Une zone dans la zone
À l'intérieur de cette surface protégée, une zone renforcée de protection intégrale représente seulement un dixième du territoire, mais joue un rôle majeur. Dans cette aire sanctuarisée, les prélèvements et activités de découverte sont interdits. Seules la baignade et la traversée en bateau ou en kayak restent autorisées. « Cette zone suffit à être un véritable moteur pour obtenir les résultats que l'on connaît aujourd'hui », souligne Frédéric Cadène. La réserve n'a cependant pas limité son action à la seule protection stricte. Très tôt, elle a développé des outils de sensibilisation destinés au grand public. Le sentier sous-marin, accessible aux visiteurs, est devenu un support pédagogique central. L'un des messages principaux concerne l'impact des crèmes solaires sur l'écosystème marin. « Nous sensibilisons les visiteurs à utiliser des lycras ou des T-shirts anti-UV plutôt que des crèmes solaires, qui ont un impact sur la faune et la flore marines », précise Frédéric Cadène. Une démarche qui vise à modifier les habitudes des milliers de visiteurs fréquentant les plages chaque été.
Des résultats scientifiques au-delà des attentes
Les résultats scientifiques, eux, sont très satisfaisants. Après 50 années de protection, certaines espèces emblématiques ont connu un retour spectaculaire. C'est le cas du mérou brun, espèce menacée d'extinction en Méditerranée : alors qu'une vingtaine d'individus seulement étaient recensés dans les années 1980, ils sont aujourd'hui près de 720. Au-delà du mérou, l'ensemble de l'écosystème semble bénéficier de cette protection. Les études scientifiques montrent que la densité des espèces rares – dorades, dentis, corbs ou mérous – est jusqu'à 3 fois supérieure à celle observée hors réserve. Plus impressionnant encore : la biomasse, soit la taille moyenne des individus, est près de trente fois plus importante à l'intérieur des zones protégées.

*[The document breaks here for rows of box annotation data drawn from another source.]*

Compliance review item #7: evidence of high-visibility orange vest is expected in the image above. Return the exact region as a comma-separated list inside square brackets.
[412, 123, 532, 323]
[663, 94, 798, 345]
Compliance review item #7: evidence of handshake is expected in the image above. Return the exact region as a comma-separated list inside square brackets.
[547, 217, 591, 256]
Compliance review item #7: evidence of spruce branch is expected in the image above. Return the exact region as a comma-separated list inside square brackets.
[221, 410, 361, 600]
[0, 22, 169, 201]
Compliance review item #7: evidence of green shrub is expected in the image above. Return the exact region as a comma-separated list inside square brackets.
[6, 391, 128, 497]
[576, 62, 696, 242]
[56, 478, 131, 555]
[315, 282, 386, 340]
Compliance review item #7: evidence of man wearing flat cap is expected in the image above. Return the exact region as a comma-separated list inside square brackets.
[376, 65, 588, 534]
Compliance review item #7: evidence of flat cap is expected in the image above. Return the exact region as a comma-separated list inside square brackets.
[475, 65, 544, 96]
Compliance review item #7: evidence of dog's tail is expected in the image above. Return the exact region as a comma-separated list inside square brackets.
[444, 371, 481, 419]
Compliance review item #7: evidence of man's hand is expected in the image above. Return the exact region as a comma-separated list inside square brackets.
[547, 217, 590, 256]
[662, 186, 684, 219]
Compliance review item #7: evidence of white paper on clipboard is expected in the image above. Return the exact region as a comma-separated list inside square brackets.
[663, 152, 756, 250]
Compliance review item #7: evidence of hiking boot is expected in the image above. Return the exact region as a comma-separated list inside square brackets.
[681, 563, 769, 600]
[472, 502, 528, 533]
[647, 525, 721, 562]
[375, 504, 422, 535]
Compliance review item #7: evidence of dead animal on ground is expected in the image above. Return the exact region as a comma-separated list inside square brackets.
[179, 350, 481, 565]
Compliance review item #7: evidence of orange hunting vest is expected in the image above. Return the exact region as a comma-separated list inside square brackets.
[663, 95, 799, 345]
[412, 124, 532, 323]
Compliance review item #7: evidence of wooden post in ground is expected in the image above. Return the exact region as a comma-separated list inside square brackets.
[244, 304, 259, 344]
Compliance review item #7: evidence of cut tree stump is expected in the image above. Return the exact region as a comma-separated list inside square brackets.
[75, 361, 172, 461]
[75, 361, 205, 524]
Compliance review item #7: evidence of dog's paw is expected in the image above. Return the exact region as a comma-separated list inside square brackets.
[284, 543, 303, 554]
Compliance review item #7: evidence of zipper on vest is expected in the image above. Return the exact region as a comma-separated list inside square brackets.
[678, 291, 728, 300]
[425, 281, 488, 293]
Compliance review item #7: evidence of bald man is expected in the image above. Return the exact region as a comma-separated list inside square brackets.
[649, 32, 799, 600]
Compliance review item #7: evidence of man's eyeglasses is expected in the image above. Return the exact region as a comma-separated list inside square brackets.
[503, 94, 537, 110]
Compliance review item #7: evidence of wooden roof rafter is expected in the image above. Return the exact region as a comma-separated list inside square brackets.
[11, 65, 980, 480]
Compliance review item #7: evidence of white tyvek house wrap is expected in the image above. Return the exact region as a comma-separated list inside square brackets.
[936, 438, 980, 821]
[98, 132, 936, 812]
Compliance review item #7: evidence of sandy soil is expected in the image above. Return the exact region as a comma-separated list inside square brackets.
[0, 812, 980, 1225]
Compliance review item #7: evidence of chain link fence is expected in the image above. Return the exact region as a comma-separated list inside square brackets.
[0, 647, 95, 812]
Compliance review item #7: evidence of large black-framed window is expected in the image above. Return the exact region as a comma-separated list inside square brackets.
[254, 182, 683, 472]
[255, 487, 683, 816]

Cette augmentation de la taille des poissons joue un rôle essentiel dans la reproduction. Plus grands, les individus participent plus efficacement au renouvellement des populations. L'effet dépasse désormais les frontières de la réserve elle-même. Les scientifiques observent un « effet de débordement » : les populations protégées recolonisent progressivement les zones voisines du littoral.
Vers une expansion sur le littoral
Fort de ces résultats validés par la communauté scientifique, le gestionnaire de la réserve voit plus loin. Une demande d'extension est actuellement en cours afin d'agrandir cet espace protégé à 1.680 hectares dès 2027. Seule limite, le processus est lourd administrativement : chaque bout de littoral protégé bouleverse les acteurs qui y vivent. Pêcheurs, clubs de plongées ou activités touristiques, la protection nécessite la mise en place parfois coûteuse d'une régulation, et de moyens pour la faire appliquer. Une enquête publique a été ouverte pour pouvoir mener à bien ce projet, loin d'être anodin. 50 ans après sa création, la réserve de Cerbère-Banyuls illustre que la protection stricte peut transformer durablement un écosystème fragilisé en refuge vivant.